Even in a period of dramatic and far-reaching change around the world,
this Conference stands apart. Fourteen days ago, President Bush and
President Gorbachev invited Israel, the Arab states, and Palestinians to
this Peace Conference and to direct negotiations that follow. In
response to that invitation, Israel, Jordan, the Palestinians, Syria,
and Lebanon agreed to attend the Conference and to participate in the
direct negotiations. In addition, the European Community, Egypt, Saudi
Arabia, Kuwait, Bahrain, Oman, the United Arab Emirates, Qatar, Tunisia,
Morocco, Algeria, and Mauritania agreed to participate in this process.
This Conference demonstrates vividly the end of the Cold War and the
flowering of U.S.-Soviet partnership in resolving regional conflicts.
Where we once competed, we now cooperate. Where there was once
polarization, there is now coordination. What was once unthinkable - the
United States and the Soviet Union co-sponsoring a process of peace in
the Middle East - became a reality this week.
Our work - making peace through negotiations - has just begun. As we
look at the challenges ahead, it is worth noting and learning from what
we have already accomplished.
For decades, agreement on whether to negotiate eluded the parties. This
weekend, direct, bilateral negotiations aimed at comprehensive, genuine
peace will start.
For decades, agreement on what to negotiate eluded the parties. This
weekend, negotiations should begin on the accepted basis of United
Nations Security Council Resolutions 242 and 338.
For decades, agreement on how to negotiate eluded the parties. This
weekend, negotiations will begin on two tracks and in phases; and in a
few weeks, those parties who wish to participate will convene to
organize multilateral negotiations on a wide range of issues that affect
the well-being of all peoples in the region.
These are not mere platitudes.

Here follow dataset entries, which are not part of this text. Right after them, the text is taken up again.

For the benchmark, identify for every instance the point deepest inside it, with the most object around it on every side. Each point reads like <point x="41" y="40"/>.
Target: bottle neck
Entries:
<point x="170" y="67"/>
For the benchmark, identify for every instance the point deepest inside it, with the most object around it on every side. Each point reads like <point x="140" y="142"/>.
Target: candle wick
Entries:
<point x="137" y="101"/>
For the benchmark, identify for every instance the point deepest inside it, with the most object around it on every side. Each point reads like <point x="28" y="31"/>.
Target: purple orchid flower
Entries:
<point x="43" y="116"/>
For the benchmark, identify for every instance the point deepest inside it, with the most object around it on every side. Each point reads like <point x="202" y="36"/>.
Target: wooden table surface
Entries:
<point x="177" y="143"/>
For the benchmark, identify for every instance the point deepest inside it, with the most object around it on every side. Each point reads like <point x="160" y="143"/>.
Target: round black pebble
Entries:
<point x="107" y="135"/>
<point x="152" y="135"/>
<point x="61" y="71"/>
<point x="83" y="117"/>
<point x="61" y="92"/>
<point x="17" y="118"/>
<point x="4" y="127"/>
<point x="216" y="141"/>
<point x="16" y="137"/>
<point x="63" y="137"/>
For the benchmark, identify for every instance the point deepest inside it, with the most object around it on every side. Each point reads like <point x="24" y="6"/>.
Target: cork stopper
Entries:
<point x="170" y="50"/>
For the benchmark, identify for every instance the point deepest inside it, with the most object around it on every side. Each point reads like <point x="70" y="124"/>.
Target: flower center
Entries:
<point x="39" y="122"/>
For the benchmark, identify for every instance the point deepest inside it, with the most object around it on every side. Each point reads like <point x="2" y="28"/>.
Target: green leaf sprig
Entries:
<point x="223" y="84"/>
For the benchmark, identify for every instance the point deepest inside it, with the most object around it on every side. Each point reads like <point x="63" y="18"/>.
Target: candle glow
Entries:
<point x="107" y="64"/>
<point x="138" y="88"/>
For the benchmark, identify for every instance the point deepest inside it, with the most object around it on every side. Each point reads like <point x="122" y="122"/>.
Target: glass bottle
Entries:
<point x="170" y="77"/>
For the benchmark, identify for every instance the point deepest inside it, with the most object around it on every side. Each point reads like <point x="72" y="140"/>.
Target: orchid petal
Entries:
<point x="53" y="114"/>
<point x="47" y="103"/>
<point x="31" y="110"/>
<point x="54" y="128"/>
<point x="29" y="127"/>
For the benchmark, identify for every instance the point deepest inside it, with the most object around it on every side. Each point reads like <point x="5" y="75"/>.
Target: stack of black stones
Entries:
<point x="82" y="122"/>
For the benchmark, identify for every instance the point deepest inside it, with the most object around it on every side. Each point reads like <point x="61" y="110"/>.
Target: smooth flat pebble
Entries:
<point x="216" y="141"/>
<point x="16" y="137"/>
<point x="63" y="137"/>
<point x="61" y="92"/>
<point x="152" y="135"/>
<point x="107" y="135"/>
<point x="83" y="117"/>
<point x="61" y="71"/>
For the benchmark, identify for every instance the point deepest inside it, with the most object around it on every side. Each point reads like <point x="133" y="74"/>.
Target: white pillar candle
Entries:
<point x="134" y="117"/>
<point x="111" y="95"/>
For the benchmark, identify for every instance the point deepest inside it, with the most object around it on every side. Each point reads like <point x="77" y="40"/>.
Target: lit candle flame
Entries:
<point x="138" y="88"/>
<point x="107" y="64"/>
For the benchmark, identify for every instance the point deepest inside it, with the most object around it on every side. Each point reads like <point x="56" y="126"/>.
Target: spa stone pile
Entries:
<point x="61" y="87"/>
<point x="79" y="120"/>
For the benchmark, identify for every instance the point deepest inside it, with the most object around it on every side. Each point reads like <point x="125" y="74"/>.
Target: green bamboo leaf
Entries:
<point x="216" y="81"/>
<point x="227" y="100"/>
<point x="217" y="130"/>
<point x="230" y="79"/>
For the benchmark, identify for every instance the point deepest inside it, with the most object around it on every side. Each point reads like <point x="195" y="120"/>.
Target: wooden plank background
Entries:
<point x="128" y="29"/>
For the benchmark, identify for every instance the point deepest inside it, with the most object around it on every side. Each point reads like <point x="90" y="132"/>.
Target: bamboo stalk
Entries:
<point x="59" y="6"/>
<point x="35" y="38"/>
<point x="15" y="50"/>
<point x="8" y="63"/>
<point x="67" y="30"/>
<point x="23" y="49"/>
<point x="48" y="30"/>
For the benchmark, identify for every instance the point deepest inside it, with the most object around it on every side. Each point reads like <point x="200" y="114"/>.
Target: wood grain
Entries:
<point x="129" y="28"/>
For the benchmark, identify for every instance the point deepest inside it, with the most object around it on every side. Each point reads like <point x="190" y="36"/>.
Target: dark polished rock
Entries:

During these eight months of diplomacy,
though the parties sometimes fell back on old slogans and outmoded code
words, they also came to understand the need to engage concretely and
pragmatically to resolve problems. I said often that the parties would
probably stake out maximum positions, especially as they got closer to
This is not surprising, especially in a public forum. The key, however,
is to get beyond the rhetoric and into the direct negotiations.
A basic tenet of American thinking is that negotiations are the best way
to resolve disputes and achieve peace. Negotiations do not guarantee
peace. But without negotiations, there is no way to produce genuine
peace and no mechanism to develop understandings that can endure. The
United States is willing to be a catalytic force, an energizing force,
and a driving force in the negotiating process. Our involvement in this
pro cess will be rooted solidly in the core principles enunciated by
President Bush last March. They will remain the cornerstone that guides
our participation in the negotiating process.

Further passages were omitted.